In 2012, GSK became enveloped in the largest health care fraud scandal to date. After an investigation by the FDA, the Federal Bureau of Investigation and the Department of Health and Human Services, it became clear the company marketed its drugs for unapproved uses and hid significant consumer safety data.
The corporation engaged in the off-label marketing of multiple drugs in its portfolio, including asthma drug Advair, type 2 diabetes drug Avandia, and antidepressants Paxil and Wellbutrin. Legal teams accused GSK of the following:
- Marketing Paxil, an antidepressant approved for adults, to children and adolescents
- Marketing Wellbutrin, an antidepressant approved for depression, to assist with sexual dysfunction, ADHD, substance abuse and weight loss
- Hiding data that showed Avandia, a type 2 diabetes drug, was linked to cardiac issues
- Bribing physicians to prescribe its drugs for unapproved uses with tickets, trips and tour invitations
GSK settled the case and paid out $3 billion. Until 2018, GSK’s marketing tactics were watched by government regulators. After the settlement, GSK hoped to repair its tarnished reputation with a commitment to transparency in all clinical trials.
GSK is a multi-billion dollar operation. When safety fails to be a priority, it’s the consumer who gets hurt in the process.
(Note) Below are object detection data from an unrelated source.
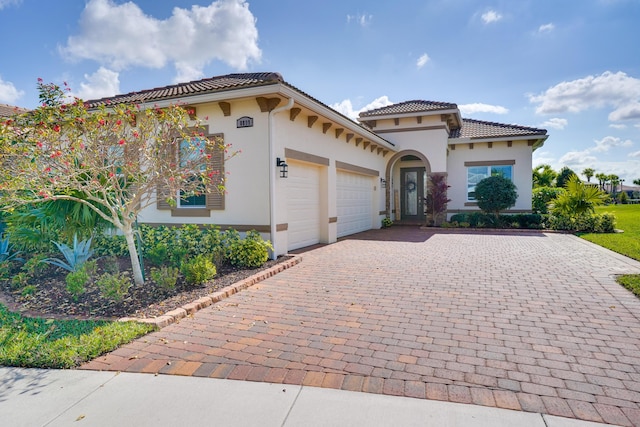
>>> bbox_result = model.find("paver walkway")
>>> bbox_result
[83,227,640,426]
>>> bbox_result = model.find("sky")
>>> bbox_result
[0,0,640,185]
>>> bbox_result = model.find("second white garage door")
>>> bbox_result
[336,171,373,237]
[287,161,320,250]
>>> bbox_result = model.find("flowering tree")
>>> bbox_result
[0,79,229,284]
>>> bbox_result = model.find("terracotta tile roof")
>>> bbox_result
[86,73,283,108]
[449,119,547,139]
[360,101,458,117]
[0,104,29,117]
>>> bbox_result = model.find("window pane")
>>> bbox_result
[491,166,512,179]
[467,166,489,201]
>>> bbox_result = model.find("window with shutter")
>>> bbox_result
[157,134,225,217]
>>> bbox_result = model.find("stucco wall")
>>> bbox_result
[447,141,532,211]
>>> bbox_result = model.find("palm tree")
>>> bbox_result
[551,175,607,218]
[533,165,558,187]
[582,168,596,182]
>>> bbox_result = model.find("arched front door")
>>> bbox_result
[400,167,427,223]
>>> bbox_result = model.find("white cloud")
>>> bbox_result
[0,0,22,10]
[0,76,24,104]
[529,71,640,121]
[329,95,393,120]
[458,102,509,115]
[538,22,556,33]
[482,10,502,24]
[76,67,120,100]
[560,150,598,168]
[347,13,373,27]
[540,118,569,130]
[587,136,633,153]
[60,0,262,81]
[416,53,431,69]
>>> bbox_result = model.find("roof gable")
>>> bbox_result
[449,119,547,139]
[360,100,458,117]
[86,73,284,108]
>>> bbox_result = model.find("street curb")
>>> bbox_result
[118,255,302,329]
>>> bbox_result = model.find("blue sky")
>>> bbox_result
[0,0,640,184]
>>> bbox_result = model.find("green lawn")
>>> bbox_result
[0,304,155,368]
[580,205,640,261]
[580,205,640,298]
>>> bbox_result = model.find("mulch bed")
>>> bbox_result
[0,256,290,319]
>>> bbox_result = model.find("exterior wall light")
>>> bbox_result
[276,157,289,178]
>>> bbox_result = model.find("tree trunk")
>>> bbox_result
[122,221,144,285]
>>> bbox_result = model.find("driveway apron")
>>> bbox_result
[82,231,640,426]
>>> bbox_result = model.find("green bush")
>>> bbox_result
[94,234,129,256]
[151,266,180,291]
[96,273,131,301]
[22,254,49,277]
[531,187,565,214]
[229,230,273,268]
[547,213,615,233]
[476,175,518,216]
[11,271,29,289]
[144,242,169,266]
[0,261,11,280]
[65,269,89,301]
[180,255,217,285]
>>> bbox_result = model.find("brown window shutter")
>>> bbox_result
[156,142,178,210]
[206,133,225,210]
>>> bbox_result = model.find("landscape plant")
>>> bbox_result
[96,272,131,302]
[180,255,217,285]
[43,234,93,272]
[228,230,273,268]
[0,81,235,285]
[475,175,518,218]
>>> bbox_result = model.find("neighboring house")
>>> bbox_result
[0,104,29,117]
[88,73,547,255]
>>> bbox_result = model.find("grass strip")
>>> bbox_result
[0,304,155,368]
[616,274,640,298]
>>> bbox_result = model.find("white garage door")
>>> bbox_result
[287,161,320,250]
[337,171,373,237]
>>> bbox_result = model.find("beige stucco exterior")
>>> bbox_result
[104,75,546,255]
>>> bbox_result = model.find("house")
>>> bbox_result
[88,73,547,255]
[0,104,29,117]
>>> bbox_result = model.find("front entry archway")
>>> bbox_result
[400,167,427,223]
[384,150,431,223]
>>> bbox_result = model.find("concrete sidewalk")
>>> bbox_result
[0,368,616,427]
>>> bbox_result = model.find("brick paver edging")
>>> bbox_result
[118,255,302,328]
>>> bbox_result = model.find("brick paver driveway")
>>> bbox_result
[84,227,640,426]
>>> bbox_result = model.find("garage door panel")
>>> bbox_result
[287,162,320,250]
[336,171,373,237]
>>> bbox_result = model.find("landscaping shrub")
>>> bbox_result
[94,234,129,257]
[96,273,131,301]
[229,230,273,268]
[531,187,565,214]
[475,175,518,216]
[144,242,169,267]
[65,269,89,301]
[22,254,49,277]
[180,255,217,285]
[43,234,93,271]
[151,266,180,291]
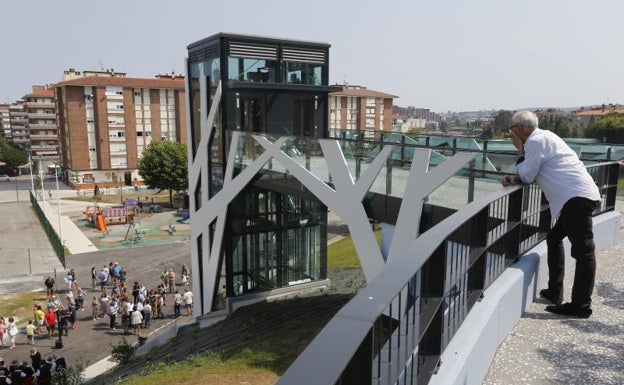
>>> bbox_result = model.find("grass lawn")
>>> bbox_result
[0,291,47,325]
[63,191,175,207]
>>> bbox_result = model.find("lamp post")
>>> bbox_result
[54,162,64,246]
[56,307,63,349]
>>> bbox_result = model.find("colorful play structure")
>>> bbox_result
[84,205,139,232]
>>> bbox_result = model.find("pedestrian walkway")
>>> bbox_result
[483,199,624,385]
[39,200,97,254]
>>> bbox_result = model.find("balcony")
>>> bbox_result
[28,123,58,130]
[30,133,58,141]
[26,102,56,109]
[27,112,56,120]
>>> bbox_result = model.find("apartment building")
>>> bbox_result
[9,101,30,149]
[54,69,186,188]
[23,85,59,163]
[0,104,11,140]
[0,104,11,139]
[329,85,398,136]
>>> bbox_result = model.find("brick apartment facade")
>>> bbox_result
[23,86,59,162]
[329,85,398,136]
[54,70,187,188]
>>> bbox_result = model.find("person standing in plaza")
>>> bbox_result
[91,266,97,290]
[26,320,36,346]
[130,305,143,334]
[43,275,55,297]
[108,298,119,330]
[180,263,191,287]
[173,290,182,318]
[7,317,19,349]
[167,269,175,293]
[35,305,45,334]
[30,348,43,371]
[182,289,193,315]
[44,306,56,338]
[502,110,601,318]
[0,317,6,346]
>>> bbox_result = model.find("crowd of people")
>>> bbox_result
[0,262,193,385]
[0,347,67,385]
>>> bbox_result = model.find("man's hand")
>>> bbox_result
[501,175,522,186]
[511,131,524,155]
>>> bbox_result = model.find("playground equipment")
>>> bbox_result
[84,205,139,231]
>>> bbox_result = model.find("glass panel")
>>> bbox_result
[228,57,277,83]
[283,62,325,86]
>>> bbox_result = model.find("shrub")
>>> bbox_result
[110,337,136,365]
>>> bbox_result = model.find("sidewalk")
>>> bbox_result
[483,199,624,385]
[39,200,97,255]
[0,191,194,378]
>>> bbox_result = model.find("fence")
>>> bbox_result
[30,191,65,267]
[278,162,619,385]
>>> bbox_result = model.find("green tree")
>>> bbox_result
[539,114,582,138]
[483,110,513,137]
[0,136,28,174]
[585,112,624,144]
[139,140,188,204]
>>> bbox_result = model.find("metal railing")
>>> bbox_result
[30,191,65,267]
[278,162,619,385]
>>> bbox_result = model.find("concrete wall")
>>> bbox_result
[428,212,621,385]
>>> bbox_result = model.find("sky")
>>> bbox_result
[0,0,624,112]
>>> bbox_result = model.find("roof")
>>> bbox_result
[54,76,184,90]
[574,107,624,116]
[329,87,398,99]
[186,32,331,50]
[24,88,54,98]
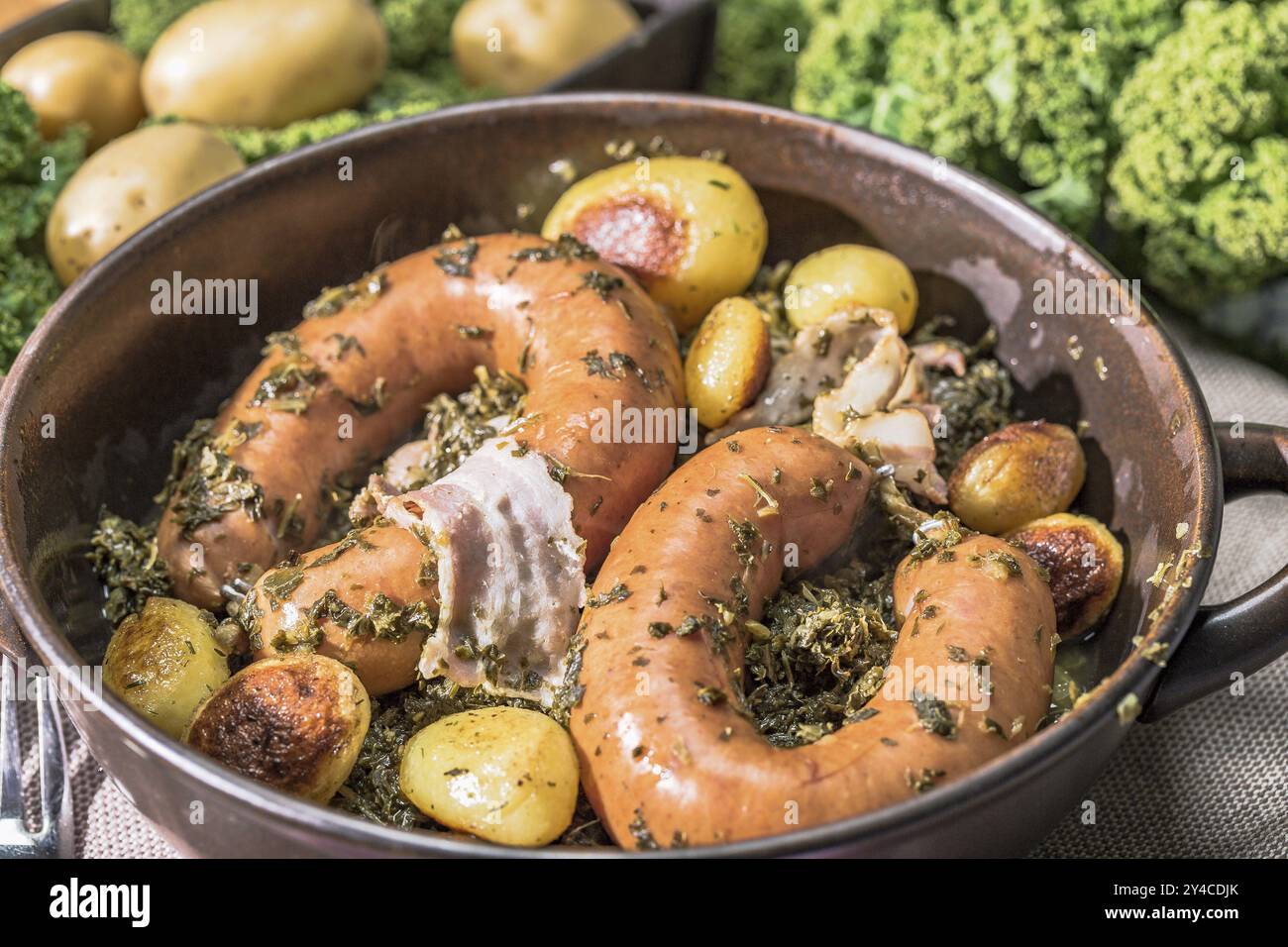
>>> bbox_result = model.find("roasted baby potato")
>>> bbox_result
[103,598,228,740]
[452,0,640,95]
[541,158,769,333]
[684,296,770,428]
[183,655,371,802]
[783,244,917,333]
[143,0,389,128]
[0,31,145,151]
[948,421,1087,536]
[1006,513,1124,639]
[399,707,579,847]
[46,124,246,286]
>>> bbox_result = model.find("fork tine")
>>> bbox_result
[38,670,74,857]
[0,657,22,822]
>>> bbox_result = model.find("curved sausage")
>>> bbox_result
[159,233,683,608]
[571,428,1055,848]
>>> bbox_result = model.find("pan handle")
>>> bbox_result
[1141,424,1288,720]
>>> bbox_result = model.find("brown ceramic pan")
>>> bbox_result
[0,94,1288,857]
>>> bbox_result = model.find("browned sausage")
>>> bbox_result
[159,235,683,607]
[571,428,1055,848]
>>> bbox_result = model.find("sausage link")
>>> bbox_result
[571,428,1055,848]
[159,233,683,608]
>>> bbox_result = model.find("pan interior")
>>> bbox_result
[4,99,1206,834]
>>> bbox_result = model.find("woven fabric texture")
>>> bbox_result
[12,320,1288,858]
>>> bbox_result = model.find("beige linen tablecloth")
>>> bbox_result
[12,322,1288,858]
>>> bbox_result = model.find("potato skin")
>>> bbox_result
[684,296,772,428]
[783,244,917,333]
[452,0,640,95]
[143,0,389,128]
[1006,513,1124,639]
[0,30,145,151]
[46,124,246,286]
[541,158,769,333]
[399,707,579,847]
[184,655,371,802]
[948,421,1087,536]
[103,598,228,740]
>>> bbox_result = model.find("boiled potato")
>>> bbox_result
[948,421,1087,536]
[783,244,917,333]
[452,0,640,95]
[183,655,371,802]
[103,598,228,738]
[684,296,770,428]
[399,707,579,847]
[143,0,389,128]
[46,124,246,286]
[1006,513,1124,639]
[0,31,145,151]
[541,158,769,333]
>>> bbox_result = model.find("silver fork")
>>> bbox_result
[0,657,76,858]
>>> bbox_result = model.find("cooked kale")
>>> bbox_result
[87,507,170,625]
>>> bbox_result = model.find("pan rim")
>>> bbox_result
[0,93,1223,858]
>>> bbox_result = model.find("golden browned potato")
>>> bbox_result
[684,296,770,428]
[46,124,246,286]
[948,421,1087,536]
[399,707,579,847]
[783,244,917,333]
[103,598,228,740]
[541,158,769,333]
[0,31,145,151]
[183,655,371,802]
[143,0,389,128]
[1008,513,1124,639]
[452,0,640,95]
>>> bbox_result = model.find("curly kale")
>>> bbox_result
[0,82,86,371]
[1109,0,1288,308]
[793,0,1113,232]
[87,509,171,626]
[216,64,485,163]
[744,549,898,746]
[375,0,465,69]
[111,0,206,59]
[707,0,816,108]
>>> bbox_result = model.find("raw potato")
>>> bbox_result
[399,707,579,847]
[783,244,917,333]
[684,296,770,428]
[1006,513,1124,639]
[452,0,640,95]
[0,31,145,151]
[103,598,228,740]
[541,158,769,333]
[46,124,246,286]
[183,655,371,802]
[143,0,389,128]
[948,421,1087,536]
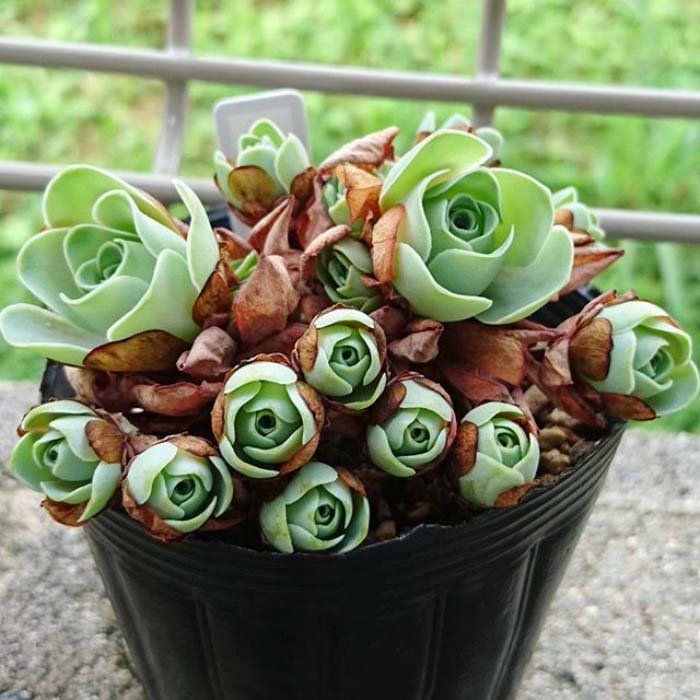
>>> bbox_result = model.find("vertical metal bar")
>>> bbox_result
[153,0,194,175]
[474,0,506,126]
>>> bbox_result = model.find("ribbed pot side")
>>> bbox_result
[86,425,623,700]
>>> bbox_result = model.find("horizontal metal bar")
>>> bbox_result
[0,38,700,117]
[0,161,700,243]
[0,161,222,204]
[596,209,700,244]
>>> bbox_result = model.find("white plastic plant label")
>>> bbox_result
[214,89,310,235]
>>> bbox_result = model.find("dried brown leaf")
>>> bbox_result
[83,331,188,372]
[318,126,399,175]
[85,420,124,464]
[451,421,479,479]
[177,326,236,380]
[569,318,613,381]
[233,255,299,346]
[372,204,406,283]
[335,164,382,224]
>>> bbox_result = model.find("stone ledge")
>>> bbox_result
[0,382,700,700]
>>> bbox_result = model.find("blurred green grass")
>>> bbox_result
[0,0,700,432]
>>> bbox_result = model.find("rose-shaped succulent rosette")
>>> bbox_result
[212,355,325,479]
[260,462,369,554]
[569,299,700,420]
[372,129,573,324]
[294,306,387,411]
[214,119,311,216]
[0,166,219,371]
[452,401,540,507]
[367,372,457,477]
[123,435,240,540]
[316,236,384,313]
[10,400,123,525]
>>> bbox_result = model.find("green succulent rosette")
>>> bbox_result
[452,401,540,507]
[569,299,700,420]
[214,118,311,209]
[212,355,325,479]
[416,110,504,160]
[123,435,240,541]
[367,372,457,477]
[0,165,219,370]
[552,187,605,242]
[373,129,573,324]
[316,235,384,313]
[260,462,370,554]
[294,306,387,411]
[321,175,350,226]
[9,400,122,525]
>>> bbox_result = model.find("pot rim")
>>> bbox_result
[87,421,627,563]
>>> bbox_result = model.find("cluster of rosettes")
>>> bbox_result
[0,117,699,553]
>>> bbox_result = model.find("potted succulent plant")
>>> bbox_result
[0,116,699,700]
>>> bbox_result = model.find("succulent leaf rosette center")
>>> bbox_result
[0,166,219,370]
[10,400,121,523]
[453,401,540,507]
[214,359,323,479]
[378,129,573,324]
[367,375,456,477]
[260,462,369,553]
[294,306,386,411]
[214,119,311,216]
[316,236,383,313]
[125,437,234,539]
[570,300,700,418]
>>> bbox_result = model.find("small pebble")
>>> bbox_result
[540,449,571,474]
[547,408,580,430]
[374,520,396,542]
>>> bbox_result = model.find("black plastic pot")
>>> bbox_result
[42,258,624,700]
[86,426,622,700]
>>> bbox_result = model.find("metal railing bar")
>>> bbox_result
[596,209,700,244]
[0,161,222,204]
[474,0,506,126]
[153,0,194,174]
[0,161,700,243]
[0,38,700,118]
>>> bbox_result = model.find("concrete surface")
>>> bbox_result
[0,383,700,700]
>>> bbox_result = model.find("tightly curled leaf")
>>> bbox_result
[367,374,456,477]
[212,355,325,479]
[124,436,234,540]
[229,250,258,285]
[0,165,219,370]
[569,300,699,419]
[10,401,122,524]
[372,130,573,324]
[260,462,369,554]
[214,119,310,209]
[294,306,386,411]
[416,110,503,160]
[552,187,605,241]
[322,163,384,233]
[316,236,384,313]
[323,175,350,225]
[453,401,540,507]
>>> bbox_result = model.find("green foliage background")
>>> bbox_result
[0,0,700,432]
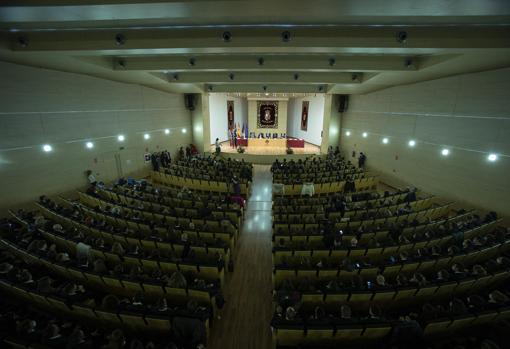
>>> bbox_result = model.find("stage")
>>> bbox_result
[211,138,320,155]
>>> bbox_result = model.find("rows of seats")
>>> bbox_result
[0,155,251,348]
[272,157,510,348]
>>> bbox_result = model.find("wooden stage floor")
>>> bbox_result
[211,141,320,155]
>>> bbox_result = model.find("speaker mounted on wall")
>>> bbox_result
[338,95,349,113]
[184,93,196,111]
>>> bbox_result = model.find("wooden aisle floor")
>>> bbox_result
[209,165,272,349]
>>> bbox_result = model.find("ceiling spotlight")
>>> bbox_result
[282,30,291,42]
[397,31,407,44]
[221,31,232,42]
[18,36,28,47]
[115,33,126,46]
[43,144,53,153]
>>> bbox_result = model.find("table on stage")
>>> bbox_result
[237,138,305,148]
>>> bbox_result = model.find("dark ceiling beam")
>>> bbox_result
[9,26,510,55]
[159,71,363,84]
[112,55,419,72]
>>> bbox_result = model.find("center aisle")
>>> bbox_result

Individuals injured by GSK’s drugs Paxil and Zofran have taken action against GSK for its marketing practices and withholding of data, which led to thousands of injuries and many deaths.
A group of 30 families has filed against the makers of Zofran to gain compensation that would allow them to provide medical care for babies born with birth defects. Paxil, also linked to birth defects, has caused a number of suicides, leading to 5,000 lawsuits against GSK.